Ahora, algunos, instalados a veces en un sector del Gobierno de Pedro Sánchez (que, por su parte, ha asegurado que defenderá el sistema monárquico, de lo que estoy convencido) quisieran hasta hacernos perder la memoria de que esa historia está ahí, y que mucho nos queda de ella pese al "delenda est" que quieren imponernos a varias generaciones. Y, así, asisto pasmado a una especie de contienda en la que los "antiguos", a su vez, cargan contra los jóvenes, quizá como defensa, tal vez como venganza. Y en este asunto es obvio que el coronavirus ha acelerado la agitación cuya simiente ya estaba ahí.

No tiene sentido culpar a la juventud de ir a las discotecas y propagar una enfermedad que a ellos apenas les afecta; no es justo achacarles casi en exclusiva el haber provocado, por su ""irresponsabilidad", ese millón nuevo de desempleados que se produce tras la "desescalada". Como tampoco lo era tratar de marginar a los mayores, teóricamente para "protegerlos", cosa que, a las cifras de muertes me atengo, no se ha hecho. Incomprensión total desde ambas partes. Ni ser mayor es delito (ellos llegarán a eso) ni lo es ir a tomar copas a una discoteca (como nosotros, desde luego, hicimos). Lo delictivo es ampararse en tales pretextos para evitar críticas por hacer las cosas mal. Y se están haciendo, la verdad, bastante mal.

Esta brutal ruptura generacional no es sino una manifestación más, quizá una de las más graves, de que vivimos en un país que ha tocado fondo. La pandemia no ha hecho sino agravar y acelerar los procesos. Y si ellos, los de la ruptura, trataron de minimizar, u olvidar, cuanto habían hecho quienes, desde su trabajo en los años setenta, ochenta, noventa, trataban de poner en pie un país mejor, la verdad es que nosotros, los de la evolución, obviamos que estas nuevas generaciones, las del botellón y la discoteca, están asomándose a la desesperación. No hay sino que ver las cifras de (des)empleo conocidas este martes y avizorar con realismo lo que va a ser el otoño. No es la generación del botellón: es la de la desesperanza. Y, para arreglar las cosas, hay que partir de diagnósticos realistas, comprensivos.

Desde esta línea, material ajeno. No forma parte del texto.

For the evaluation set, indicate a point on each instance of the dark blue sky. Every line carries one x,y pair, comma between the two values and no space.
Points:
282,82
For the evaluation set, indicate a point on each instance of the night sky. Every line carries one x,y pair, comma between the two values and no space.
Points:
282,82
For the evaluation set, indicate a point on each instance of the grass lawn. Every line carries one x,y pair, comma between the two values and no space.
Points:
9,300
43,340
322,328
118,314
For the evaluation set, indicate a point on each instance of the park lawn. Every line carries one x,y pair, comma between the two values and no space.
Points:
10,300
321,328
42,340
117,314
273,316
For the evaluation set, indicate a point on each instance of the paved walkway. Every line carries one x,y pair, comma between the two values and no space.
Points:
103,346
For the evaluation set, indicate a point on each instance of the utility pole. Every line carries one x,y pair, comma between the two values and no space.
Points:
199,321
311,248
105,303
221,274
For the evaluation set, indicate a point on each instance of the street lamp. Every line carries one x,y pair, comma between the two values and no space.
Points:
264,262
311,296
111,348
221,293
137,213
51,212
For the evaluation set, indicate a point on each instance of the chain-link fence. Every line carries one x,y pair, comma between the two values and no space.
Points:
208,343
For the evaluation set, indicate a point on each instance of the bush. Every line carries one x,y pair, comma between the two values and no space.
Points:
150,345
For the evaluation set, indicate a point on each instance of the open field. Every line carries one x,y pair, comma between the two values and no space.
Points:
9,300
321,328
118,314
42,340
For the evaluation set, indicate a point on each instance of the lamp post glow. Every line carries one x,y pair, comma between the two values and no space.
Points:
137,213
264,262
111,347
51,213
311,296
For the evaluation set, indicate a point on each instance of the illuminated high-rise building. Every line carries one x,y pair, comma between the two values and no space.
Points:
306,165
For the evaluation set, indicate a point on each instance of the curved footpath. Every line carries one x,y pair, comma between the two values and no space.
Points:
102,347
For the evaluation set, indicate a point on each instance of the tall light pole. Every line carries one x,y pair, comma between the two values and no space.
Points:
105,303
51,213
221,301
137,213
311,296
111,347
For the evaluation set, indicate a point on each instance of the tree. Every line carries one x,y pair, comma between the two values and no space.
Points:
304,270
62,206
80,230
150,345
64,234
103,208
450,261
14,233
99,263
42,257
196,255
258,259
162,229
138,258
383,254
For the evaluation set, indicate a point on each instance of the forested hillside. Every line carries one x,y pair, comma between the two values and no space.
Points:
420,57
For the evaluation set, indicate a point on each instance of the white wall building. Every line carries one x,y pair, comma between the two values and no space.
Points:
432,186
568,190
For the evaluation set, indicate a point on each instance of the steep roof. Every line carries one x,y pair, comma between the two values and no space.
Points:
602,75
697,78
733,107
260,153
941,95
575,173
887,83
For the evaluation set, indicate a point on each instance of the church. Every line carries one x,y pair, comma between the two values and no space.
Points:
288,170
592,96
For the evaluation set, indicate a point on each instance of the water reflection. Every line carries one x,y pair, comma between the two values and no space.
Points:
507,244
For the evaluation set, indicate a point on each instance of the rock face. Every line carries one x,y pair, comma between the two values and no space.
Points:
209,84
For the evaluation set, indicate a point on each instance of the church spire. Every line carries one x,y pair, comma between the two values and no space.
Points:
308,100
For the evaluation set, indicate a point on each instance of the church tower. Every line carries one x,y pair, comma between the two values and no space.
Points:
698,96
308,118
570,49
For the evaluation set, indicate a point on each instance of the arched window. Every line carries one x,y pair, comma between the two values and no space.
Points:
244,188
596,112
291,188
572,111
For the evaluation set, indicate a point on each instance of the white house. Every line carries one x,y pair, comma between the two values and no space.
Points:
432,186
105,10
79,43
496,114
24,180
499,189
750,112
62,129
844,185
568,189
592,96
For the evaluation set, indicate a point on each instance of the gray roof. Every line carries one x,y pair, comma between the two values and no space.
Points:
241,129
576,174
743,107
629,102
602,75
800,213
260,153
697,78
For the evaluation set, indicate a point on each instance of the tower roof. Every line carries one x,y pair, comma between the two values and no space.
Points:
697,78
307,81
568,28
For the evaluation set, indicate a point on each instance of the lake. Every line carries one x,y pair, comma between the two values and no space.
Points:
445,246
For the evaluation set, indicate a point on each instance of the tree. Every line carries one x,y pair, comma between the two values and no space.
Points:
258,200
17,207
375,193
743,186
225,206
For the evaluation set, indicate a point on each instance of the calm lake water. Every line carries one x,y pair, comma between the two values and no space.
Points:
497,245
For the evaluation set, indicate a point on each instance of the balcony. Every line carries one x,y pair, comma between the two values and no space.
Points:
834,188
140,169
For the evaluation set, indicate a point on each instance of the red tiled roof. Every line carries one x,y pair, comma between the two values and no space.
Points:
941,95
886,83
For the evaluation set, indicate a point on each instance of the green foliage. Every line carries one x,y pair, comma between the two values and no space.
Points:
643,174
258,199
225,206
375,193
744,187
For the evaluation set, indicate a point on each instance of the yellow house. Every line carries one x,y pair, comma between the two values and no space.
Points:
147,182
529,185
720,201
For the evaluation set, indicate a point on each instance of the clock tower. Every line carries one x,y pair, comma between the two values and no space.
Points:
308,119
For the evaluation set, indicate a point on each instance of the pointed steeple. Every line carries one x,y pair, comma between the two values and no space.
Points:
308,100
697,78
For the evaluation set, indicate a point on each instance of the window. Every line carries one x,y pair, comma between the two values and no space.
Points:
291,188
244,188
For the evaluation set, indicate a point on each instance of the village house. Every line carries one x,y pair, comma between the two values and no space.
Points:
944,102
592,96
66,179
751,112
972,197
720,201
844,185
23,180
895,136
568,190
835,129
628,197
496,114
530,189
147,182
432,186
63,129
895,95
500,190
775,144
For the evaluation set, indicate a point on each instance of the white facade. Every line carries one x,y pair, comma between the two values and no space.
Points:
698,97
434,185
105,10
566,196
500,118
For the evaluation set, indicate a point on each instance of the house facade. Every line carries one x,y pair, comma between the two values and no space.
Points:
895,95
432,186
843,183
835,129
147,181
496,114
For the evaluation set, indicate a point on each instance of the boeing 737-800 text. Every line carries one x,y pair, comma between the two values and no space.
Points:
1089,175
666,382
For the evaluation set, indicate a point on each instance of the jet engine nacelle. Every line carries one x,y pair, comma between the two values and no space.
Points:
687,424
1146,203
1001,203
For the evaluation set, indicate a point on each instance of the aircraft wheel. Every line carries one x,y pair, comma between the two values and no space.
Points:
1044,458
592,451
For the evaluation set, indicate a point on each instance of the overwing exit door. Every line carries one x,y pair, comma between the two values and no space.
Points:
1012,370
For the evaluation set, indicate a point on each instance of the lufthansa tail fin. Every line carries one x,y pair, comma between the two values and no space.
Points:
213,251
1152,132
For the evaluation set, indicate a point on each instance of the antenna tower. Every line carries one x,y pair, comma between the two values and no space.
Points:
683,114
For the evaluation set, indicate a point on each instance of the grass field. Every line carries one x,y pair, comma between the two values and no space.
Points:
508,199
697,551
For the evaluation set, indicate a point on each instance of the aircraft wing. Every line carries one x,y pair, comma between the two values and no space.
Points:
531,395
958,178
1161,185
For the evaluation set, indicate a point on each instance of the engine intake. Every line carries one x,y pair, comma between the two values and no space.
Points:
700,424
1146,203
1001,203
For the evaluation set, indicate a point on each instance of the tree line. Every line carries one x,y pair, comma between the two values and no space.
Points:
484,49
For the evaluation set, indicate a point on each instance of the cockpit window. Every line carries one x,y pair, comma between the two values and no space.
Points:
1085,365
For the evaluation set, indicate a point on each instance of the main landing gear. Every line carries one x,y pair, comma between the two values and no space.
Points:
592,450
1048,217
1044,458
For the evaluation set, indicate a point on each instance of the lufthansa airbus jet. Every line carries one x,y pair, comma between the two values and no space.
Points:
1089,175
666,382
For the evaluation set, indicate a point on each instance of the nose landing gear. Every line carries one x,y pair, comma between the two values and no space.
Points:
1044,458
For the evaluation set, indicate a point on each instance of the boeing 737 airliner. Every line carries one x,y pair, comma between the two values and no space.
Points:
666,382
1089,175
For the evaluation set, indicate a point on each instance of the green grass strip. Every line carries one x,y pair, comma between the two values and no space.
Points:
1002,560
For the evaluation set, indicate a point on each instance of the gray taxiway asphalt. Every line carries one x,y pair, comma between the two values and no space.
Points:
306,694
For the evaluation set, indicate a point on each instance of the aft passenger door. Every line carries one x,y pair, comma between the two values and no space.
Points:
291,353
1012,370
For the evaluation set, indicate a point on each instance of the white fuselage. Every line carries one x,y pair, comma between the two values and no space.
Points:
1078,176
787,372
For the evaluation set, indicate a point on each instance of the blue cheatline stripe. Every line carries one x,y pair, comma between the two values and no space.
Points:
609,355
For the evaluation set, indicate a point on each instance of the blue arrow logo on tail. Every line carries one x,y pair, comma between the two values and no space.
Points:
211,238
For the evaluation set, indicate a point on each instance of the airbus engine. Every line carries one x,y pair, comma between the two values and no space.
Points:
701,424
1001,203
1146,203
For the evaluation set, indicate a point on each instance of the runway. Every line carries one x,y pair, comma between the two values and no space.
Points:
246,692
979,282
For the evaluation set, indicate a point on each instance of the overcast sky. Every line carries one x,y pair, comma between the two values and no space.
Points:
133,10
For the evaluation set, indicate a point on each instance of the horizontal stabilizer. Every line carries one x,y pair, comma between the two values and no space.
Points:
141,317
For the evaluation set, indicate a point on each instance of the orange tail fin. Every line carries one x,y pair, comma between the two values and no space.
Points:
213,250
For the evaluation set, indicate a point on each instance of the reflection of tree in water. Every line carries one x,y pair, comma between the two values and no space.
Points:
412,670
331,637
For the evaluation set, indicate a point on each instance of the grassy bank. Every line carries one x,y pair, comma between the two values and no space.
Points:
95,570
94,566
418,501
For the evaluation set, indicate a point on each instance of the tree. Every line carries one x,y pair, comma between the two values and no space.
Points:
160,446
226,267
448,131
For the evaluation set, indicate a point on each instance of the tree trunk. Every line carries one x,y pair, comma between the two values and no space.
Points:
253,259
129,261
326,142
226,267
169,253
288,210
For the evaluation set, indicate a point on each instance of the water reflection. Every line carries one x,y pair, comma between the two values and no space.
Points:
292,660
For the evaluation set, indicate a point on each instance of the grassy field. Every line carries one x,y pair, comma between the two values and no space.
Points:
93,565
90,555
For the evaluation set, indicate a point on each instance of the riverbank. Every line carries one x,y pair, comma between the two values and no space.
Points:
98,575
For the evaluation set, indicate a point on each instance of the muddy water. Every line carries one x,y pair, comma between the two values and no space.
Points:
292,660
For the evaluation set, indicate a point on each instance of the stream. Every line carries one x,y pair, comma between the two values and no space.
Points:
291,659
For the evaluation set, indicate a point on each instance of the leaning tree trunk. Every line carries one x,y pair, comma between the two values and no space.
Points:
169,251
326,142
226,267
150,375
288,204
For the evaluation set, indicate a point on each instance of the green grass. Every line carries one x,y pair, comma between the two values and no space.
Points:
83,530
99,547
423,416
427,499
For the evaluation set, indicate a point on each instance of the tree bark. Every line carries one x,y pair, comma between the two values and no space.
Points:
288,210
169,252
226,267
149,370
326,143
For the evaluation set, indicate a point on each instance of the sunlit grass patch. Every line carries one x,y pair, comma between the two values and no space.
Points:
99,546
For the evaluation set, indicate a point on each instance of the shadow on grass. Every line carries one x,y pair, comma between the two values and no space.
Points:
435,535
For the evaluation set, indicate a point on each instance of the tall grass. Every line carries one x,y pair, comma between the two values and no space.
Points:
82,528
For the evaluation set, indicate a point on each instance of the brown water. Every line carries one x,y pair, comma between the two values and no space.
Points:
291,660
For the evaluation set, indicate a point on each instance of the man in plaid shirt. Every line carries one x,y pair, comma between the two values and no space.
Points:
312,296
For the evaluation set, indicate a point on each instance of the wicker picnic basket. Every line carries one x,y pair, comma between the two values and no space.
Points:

La reconciliación nacional, política, territorial y moral, que a tantos nos gustaría, pasa también por un abrazo intergeneracional. No podemos seguir cavando una fosa entre ambos mundos, pensando unos que el pasado siempre fue mejor y los otros que ese fue un pasado corrupto, degenerado, la caverna. También en esto las dos Españas.

La distancia actual entre un padre y un hijo, o entre quien un día transformó desde el Gobierno España y quien ahora, desde el mismo puesto, dice que trata de reconstruirla, tiene que achicarse, no agravarse. Porque ese agravamiento puede que convenga a quienes, desde la nada, quisieran edificar un mundo diferente al que hemos conocido. Pero me temo que a usted, y a usted, a usted y a mí todo eso no nos conviene nada. Pero nada.